In 1980, fifteen women from the Junior Service League of St. Augustine signed a 99-year lease for the burned keeper's house and began a massive restoration. They then secured a 30-year lease with the Coast Guard for the tower itself. The lighthouse landed on the National Register of Historic Places in 1981 through the efforts of local preservationist Karen Harvey. But the antique first-order Fresnel lens was damaged by rifle fire in 1986, shattering 19 prisms. The Coast Guard proposed replacing the historic optic with a modern airport beacon. The Junior Service League fought back, and retired Coast Guardsmen Joe Cocking and Nick Johnston restored the lens -- the first restoration of its kind in the nation. In 2002, ownership of the tower and lens was transferred from the Coast Guard to the St. Augustine Lighthouse and Museum, the first such transfer of a U.S. lighthouse to a nonprofit organization. Today the museum keeps the light burning as a private aid to navigation, visited annually by over 200,000 people.

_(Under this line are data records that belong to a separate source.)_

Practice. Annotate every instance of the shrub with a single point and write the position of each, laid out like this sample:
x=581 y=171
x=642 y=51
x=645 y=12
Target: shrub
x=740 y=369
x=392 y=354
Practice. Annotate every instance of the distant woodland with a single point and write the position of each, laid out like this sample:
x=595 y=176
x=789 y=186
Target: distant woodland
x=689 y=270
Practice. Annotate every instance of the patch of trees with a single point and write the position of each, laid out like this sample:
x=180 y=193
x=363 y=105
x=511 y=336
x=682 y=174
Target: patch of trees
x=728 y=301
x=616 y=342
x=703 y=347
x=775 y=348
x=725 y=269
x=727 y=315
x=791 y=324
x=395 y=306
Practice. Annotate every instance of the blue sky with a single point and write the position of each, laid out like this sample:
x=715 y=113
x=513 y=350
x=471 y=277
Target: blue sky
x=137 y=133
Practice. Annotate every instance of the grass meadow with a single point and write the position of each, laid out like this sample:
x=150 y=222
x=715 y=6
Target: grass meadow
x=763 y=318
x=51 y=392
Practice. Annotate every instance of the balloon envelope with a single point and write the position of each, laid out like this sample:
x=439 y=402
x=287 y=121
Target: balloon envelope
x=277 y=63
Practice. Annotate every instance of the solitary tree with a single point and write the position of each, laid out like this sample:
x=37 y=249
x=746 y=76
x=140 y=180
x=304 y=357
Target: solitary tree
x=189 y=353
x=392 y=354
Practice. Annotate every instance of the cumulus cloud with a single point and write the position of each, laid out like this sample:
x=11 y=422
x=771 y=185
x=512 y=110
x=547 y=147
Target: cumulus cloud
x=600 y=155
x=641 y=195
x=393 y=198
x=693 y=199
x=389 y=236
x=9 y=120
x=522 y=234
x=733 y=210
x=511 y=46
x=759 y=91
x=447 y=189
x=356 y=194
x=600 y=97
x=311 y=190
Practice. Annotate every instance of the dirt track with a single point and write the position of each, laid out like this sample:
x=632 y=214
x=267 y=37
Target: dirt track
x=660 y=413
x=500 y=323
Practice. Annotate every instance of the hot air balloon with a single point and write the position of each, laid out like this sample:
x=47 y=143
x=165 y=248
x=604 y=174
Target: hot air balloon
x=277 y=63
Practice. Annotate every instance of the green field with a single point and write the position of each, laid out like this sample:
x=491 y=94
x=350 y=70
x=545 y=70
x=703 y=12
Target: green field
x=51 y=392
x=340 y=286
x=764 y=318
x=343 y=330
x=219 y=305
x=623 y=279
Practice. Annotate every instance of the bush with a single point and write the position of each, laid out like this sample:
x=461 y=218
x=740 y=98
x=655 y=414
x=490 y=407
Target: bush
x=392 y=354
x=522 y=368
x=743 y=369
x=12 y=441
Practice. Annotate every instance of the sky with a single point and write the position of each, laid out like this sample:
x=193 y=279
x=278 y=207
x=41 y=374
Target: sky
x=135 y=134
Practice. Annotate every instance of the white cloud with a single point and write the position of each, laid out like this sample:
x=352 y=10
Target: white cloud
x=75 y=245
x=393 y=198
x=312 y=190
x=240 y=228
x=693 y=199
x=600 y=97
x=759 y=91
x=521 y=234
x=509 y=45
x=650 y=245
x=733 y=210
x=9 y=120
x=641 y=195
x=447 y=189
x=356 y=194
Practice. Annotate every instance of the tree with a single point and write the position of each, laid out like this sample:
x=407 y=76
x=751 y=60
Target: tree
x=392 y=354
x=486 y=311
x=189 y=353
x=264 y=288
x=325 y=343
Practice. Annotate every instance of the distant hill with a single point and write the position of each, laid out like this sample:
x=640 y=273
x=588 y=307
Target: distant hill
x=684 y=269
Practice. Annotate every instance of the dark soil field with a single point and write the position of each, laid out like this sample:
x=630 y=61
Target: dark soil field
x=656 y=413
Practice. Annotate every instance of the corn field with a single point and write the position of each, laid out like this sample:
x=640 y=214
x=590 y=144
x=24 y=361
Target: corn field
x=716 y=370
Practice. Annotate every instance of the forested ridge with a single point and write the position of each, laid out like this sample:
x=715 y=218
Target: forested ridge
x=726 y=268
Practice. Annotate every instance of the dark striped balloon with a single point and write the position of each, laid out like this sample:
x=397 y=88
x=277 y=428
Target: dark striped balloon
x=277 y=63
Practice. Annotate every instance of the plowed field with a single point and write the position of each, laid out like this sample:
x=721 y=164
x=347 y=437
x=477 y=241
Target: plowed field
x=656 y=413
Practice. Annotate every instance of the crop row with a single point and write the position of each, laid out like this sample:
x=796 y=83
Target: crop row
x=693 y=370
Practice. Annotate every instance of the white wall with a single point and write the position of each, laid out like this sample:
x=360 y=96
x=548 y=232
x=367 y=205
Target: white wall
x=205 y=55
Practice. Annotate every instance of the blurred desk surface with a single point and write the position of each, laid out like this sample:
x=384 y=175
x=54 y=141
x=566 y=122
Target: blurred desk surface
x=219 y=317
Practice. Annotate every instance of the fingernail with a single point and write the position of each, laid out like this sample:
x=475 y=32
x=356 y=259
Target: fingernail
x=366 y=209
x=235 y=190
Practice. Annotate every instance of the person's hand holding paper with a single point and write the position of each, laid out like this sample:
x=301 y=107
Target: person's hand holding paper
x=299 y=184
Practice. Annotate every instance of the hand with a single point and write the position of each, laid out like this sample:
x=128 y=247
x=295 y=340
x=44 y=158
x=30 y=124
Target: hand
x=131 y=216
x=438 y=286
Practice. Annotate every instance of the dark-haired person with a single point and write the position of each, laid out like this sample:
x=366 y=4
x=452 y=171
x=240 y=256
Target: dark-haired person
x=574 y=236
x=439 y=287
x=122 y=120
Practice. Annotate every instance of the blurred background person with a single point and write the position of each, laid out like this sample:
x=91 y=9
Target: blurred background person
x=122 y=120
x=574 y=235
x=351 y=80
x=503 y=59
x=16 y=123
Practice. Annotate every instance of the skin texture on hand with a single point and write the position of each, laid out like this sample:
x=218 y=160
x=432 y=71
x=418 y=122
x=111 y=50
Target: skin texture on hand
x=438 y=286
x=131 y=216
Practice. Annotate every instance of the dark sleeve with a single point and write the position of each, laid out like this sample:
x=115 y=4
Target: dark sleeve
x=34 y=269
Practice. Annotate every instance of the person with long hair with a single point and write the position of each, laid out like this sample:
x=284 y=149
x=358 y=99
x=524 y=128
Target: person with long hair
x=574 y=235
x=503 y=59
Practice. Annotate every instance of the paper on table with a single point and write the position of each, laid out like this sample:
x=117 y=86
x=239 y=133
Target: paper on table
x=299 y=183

Shipwrecks Beneath the Inlet

The museum's Lighthouse Archaeological Maritime Program, known as LAMP, employs full-time marine archaeologists who have pulled centuries of maritime history from St. Augustine's waters. The oldest identified wreck is the British sloop Industry, lost on May 6, 1764, while carrying munitions and tools for the colonial garrison. Eight cast-iron cannon, an iron swivel gun, millstones, and crates of tools were recovered in remarkable condition. In 2009, archaeologists discovered the Storm Wreck, an 18th-century vessel believed to have been part of the final British fleet evacuating Loyalist refugees from Charleston in December 1782. Among the artifacts: a flintlock Queen Anne pistol, three Brown Bess muskets (two still loaded), a bronze ship's bell, and a 9-pounder carronade believed to be the second oldest in the world. As many as sixteen ships were lost on the sandbar that winter. LAMP continues to investigate these wrecks and others, including plantation landings, colonial wharves, and the site of Fort Mose, America's first free African American settlement.

From the Air

The St. Augustine Light stands at the north end of Anastasia Island at approximately 29.885N, 81.289W. The black-and-white spiral-striped tower is a distinctive landmark visible from altitude, rising above the tree canopy near the mouth of the Matanzas River. The St. Augustine Inlet lies to the northeast, with the Bridge of Lions and downtown St. Augustine across the waterway to the west. Nearest airport: St. Augustine Airport (KSGJ) approximately 4nm northwest. Jacksonville International (KJAX) is about 35nm north. The lighthouse and adjacent keeper's house complex are best spotted at moderate altitude; the spiral paint pattern becomes identifiable above 1,000 feet AGL.